Lady Gregory gives her name to the ‘hotel and conference centre’ where I stayed, but her house, Coole Park — a refuge for Yeats over more than 20 years — was demolished in 1941. In what was her walled garden, children whizz around on scooters, and dogs run off the leash around the ‘Autograph Tree’ where Bernard Shaw, Augustus John and friends carved their initials. The steps to the sunken garden lead nowhere.
Roy Foster’s biography provides some piquant details about the relationship between patron and prized pet. Lady Gregory would not let Yeats socialise with other house guests until he’d written six lines of poetry that day. Her son and heir, perhaps unsurprisingly, was not amused to have this handsome poet hanging around: he once suggested that Yeats might perhaps like to provide his own decanter and wine for his summer holidays.
Though at six lines a day it must have taken a while to come, the landscape and his hostess now have a fame that has outlived the house; most notably in ‘The Wild Swans at Coole’. (The swans, at least, are still there.) In the poem, the older Yeats — perhaps in deference to his hostess — grieves for the carefree young man who first came to Coole 19 years before. The young man was in fact far from carefree: at that point he had been driven almost mad by Maud Gonne, though he was still a dazzling house-guest.
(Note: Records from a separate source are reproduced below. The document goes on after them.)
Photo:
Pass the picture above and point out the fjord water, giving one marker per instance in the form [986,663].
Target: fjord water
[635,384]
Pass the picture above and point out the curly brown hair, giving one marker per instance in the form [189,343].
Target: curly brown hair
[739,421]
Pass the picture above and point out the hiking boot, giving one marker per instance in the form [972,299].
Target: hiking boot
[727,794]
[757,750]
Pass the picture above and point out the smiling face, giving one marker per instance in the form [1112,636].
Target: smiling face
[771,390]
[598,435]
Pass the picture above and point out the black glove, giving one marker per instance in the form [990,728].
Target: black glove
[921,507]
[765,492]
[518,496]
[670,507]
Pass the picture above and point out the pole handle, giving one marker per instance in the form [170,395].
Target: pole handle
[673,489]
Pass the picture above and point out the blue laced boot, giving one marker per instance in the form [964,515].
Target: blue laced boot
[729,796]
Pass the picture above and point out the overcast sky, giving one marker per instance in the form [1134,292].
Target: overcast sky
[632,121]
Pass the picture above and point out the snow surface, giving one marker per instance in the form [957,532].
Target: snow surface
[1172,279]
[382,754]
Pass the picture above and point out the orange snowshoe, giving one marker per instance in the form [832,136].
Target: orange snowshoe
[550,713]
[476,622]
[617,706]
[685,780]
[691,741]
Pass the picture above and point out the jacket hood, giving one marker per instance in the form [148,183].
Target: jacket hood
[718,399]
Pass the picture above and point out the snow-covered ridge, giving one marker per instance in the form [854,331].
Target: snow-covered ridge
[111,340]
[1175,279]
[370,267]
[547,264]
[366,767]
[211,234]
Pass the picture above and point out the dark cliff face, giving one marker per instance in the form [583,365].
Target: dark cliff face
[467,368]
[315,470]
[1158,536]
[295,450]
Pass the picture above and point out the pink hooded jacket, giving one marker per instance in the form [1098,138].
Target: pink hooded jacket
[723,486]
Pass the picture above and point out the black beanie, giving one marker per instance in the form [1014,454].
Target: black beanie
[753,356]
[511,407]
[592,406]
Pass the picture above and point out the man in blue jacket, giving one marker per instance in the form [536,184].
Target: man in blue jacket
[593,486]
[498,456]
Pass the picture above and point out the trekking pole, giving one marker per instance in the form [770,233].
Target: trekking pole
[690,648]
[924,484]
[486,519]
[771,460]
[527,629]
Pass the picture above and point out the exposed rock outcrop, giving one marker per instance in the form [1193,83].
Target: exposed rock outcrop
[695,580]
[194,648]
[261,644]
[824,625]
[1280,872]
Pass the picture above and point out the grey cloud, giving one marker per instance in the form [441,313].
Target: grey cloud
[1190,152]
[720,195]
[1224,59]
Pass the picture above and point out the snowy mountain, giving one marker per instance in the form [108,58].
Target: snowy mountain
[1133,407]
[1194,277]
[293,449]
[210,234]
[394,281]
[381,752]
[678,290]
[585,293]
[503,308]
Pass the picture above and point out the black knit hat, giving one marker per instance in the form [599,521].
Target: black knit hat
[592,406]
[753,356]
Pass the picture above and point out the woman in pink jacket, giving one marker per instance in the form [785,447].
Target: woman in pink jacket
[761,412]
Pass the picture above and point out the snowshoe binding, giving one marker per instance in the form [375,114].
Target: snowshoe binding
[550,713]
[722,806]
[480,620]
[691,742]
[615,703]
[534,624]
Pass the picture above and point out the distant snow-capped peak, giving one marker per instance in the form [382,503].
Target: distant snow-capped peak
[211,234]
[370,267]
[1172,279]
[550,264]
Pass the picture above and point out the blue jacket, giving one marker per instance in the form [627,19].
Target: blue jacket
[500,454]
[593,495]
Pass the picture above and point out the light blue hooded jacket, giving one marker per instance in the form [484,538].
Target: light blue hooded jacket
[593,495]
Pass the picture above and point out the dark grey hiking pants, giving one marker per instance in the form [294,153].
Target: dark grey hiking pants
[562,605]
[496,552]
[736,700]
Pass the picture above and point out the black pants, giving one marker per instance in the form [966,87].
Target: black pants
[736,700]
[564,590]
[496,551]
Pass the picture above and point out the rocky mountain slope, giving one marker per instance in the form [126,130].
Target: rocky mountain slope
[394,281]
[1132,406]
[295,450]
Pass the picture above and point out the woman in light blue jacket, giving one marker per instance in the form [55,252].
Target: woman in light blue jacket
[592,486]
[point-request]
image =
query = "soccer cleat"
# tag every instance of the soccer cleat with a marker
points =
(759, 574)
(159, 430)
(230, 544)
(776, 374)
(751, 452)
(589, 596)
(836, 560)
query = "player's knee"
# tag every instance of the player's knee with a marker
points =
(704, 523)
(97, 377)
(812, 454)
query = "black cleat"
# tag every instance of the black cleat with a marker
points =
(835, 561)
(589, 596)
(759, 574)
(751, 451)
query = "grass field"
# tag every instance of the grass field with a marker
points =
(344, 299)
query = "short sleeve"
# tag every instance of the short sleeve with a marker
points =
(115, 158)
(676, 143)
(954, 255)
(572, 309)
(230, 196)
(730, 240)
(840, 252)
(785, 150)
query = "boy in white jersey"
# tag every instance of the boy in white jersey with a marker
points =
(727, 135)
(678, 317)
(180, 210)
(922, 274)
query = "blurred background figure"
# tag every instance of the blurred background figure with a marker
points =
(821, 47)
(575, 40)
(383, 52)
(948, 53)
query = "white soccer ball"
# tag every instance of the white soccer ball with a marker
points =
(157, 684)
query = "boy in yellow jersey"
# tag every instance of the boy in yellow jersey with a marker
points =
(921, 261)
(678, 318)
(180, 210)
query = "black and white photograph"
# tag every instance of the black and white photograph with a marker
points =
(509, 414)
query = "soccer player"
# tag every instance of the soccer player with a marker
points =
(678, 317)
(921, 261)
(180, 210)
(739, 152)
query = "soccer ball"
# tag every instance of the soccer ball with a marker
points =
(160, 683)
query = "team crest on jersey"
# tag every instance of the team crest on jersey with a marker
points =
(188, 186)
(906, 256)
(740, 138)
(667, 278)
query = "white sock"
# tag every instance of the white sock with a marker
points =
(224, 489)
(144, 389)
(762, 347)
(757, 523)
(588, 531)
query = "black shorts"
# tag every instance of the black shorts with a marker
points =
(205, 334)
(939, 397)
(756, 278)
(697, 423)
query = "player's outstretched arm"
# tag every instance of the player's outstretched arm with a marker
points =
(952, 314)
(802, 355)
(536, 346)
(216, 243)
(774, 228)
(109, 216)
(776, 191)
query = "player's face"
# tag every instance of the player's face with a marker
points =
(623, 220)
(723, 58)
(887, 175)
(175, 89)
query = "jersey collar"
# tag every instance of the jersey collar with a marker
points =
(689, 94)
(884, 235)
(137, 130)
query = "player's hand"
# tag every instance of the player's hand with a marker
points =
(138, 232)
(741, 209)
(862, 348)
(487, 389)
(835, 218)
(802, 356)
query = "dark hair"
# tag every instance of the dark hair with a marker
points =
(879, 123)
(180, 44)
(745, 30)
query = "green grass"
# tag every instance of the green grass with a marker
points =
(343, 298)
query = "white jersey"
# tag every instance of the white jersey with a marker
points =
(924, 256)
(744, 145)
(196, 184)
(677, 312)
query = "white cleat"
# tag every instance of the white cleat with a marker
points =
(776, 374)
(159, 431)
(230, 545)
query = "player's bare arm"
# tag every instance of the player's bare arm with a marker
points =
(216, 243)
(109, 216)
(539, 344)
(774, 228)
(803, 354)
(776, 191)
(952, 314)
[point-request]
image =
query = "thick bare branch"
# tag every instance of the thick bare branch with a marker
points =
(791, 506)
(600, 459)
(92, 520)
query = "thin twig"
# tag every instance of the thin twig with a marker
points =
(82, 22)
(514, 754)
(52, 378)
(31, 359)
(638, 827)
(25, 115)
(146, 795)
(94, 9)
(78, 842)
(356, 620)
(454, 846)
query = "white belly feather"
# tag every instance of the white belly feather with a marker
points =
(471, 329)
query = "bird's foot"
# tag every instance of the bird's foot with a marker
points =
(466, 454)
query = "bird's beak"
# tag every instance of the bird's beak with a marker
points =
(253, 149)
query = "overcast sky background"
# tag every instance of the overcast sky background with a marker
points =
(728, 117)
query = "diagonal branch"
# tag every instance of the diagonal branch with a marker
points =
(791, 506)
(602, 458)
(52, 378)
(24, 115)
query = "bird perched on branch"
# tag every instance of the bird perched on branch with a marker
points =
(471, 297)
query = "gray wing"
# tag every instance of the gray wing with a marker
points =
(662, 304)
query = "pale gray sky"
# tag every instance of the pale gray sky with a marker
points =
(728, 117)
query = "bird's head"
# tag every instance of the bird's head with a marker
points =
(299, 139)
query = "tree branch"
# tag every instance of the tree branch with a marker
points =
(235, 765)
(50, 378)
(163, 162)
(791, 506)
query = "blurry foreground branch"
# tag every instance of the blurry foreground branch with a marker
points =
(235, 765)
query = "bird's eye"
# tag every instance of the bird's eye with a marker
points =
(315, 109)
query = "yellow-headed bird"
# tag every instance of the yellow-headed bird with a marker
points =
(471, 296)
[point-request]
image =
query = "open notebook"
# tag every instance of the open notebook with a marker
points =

Just a few miles away my taxi driver dropped me at Thoor Ballylee. This Norman tower, which Yeats bought from Lady Gregory for a nominal sum in about 1917, has survived slightly better than Coole — it’s still standing, anyway. And the poet was expecting time to do its work — a plaque reads:
I, the poet, William Yeats
With old mill boards and sea-green slates
And smithy work from the Gort forge,
Restored this tower for my wife George,
And may these characters remain
When all is ruin once again.
Even though the tower is locked up, there’s something electric about being able to see the poet’s view, virtually unchanged since his time. Most striking of all is the speed and noise of the river. The ‘gong-tormented sea’ is still rushing past his window.